Scientists at the Babraham Institute have shown that two RNA binding proteins have the potential to strengthen immunity to influenza in mice. Their findings, published today in Nature Communications, reveal that the absence of these proteins changes the ability of T cells that arise at the start of an infection. Further research might have implications for therapies that harness the immune system, and for vaccination planning.
Researchers from the Turner lab focused on the activity of ZFP36 and ZFP36L1, which are RNA binding proteins. By using mice with these RNA binding proteins, they were able to show that their absence in T cells during the initial phase of a viral infection leads to a superior cytotoxic immune response.

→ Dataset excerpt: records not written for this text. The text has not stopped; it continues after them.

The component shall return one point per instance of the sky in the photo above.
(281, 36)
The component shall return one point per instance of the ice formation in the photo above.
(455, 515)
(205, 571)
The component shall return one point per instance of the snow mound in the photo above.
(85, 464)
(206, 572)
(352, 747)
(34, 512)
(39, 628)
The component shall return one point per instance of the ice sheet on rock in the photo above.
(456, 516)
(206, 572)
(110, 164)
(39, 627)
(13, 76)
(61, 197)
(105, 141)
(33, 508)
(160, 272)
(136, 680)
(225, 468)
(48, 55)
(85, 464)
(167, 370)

The ones lacking their RNA binding proteins in T cells were shown to be capable of combating the infection more effectively than those with the proteins present. They also transferred cells that lacked ZFP36 and ZFP36L1 into normal mice, and found that even a small number of transferred T cells provided the same advantage when dealing with an influenza infection.
The results of the study were remarkable, according to Dr Georg Petkau, a postdoctoral researcher. One striking conclusion of our study is that although the absence of RNA binding proteins in T cells results in stable accelerated differentiation and increased cytotoxicity, this does not lead to signs of disease or tissue damage, which is often a logical consequence of overt cytotoxicity during an immune response.

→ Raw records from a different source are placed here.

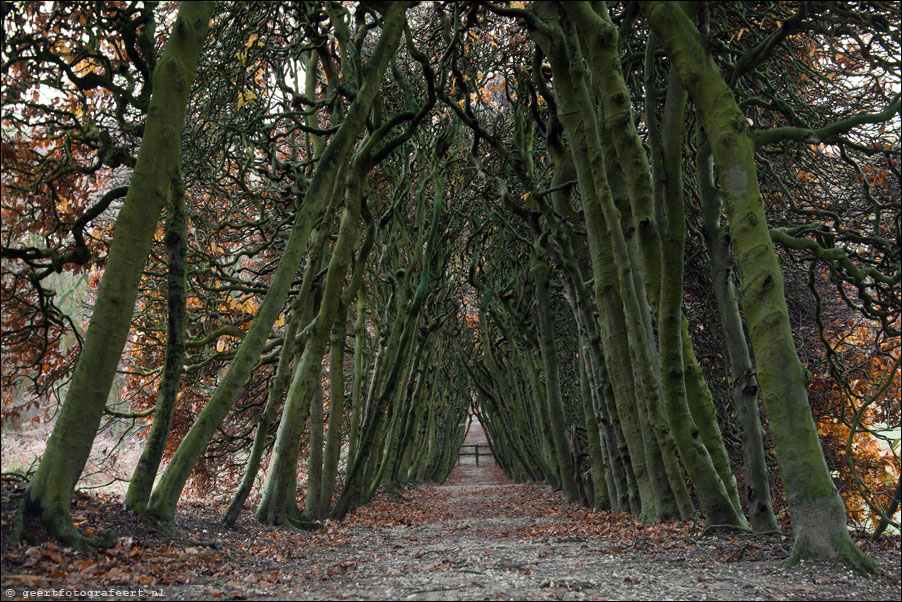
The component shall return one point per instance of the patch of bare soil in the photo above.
(476, 537)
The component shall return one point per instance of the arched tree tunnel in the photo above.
(381, 219)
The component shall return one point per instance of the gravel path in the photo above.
(480, 537)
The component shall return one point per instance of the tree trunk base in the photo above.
(59, 526)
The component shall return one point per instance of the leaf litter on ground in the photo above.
(478, 536)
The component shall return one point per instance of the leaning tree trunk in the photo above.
(177, 253)
(168, 490)
(156, 172)
(817, 510)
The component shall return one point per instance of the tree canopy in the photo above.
(316, 238)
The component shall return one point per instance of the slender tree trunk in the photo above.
(156, 171)
(743, 386)
(553, 397)
(177, 253)
(165, 496)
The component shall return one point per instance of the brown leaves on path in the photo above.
(478, 536)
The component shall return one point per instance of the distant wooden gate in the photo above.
(487, 451)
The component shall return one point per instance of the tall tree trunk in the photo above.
(156, 173)
(743, 385)
(553, 398)
(177, 254)
(165, 496)
(817, 510)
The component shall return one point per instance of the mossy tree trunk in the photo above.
(154, 178)
(817, 510)
(176, 237)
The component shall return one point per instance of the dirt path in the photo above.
(476, 537)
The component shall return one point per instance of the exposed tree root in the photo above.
(843, 549)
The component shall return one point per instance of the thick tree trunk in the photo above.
(817, 510)
(177, 253)
(743, 386)
(164, 498)
(553, 397)
(156, 172)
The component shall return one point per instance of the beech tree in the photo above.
(385, 218)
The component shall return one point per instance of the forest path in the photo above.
(477, 537)
(481, 537)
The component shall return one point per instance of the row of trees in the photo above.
(393, 215)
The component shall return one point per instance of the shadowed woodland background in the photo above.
(252, 251)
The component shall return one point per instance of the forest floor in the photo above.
(477, 537)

The findings suggest that the absence of negative effects might result in faster viral clearance and might result in a faster resolution of infection in young mice. It might be interesting to see whether a large accumulation of memory cells with enhanced cytotoxicity in absence of RNA binding proteins might become potentially dangerous with age. However, understanding how these RNA binding proteins may thus affect autoimmune disease formation in elderly individuals.

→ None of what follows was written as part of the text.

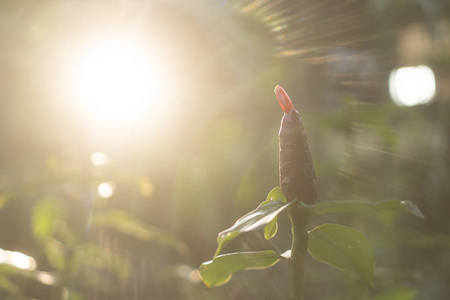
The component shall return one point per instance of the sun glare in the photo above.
(411, 86)
(118, 81)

The priming of the immune response once a pathogen is discovered is a critical step which significantly alters the course of an immune response; this is the point at which immune cells must choose their weapons before they start to fight the infection. This is done by RNA binding proteins, which bind signals to activate T cells. Researchers hope to improve the way we approach vaccine design and cell therapies.
Going forward, we want to investigate how the absence of RNA binding proteins affects immune memory and whether the superior cytotoxic traits acquired early in the response are epigenetically imprinted and maintained in the memory phase.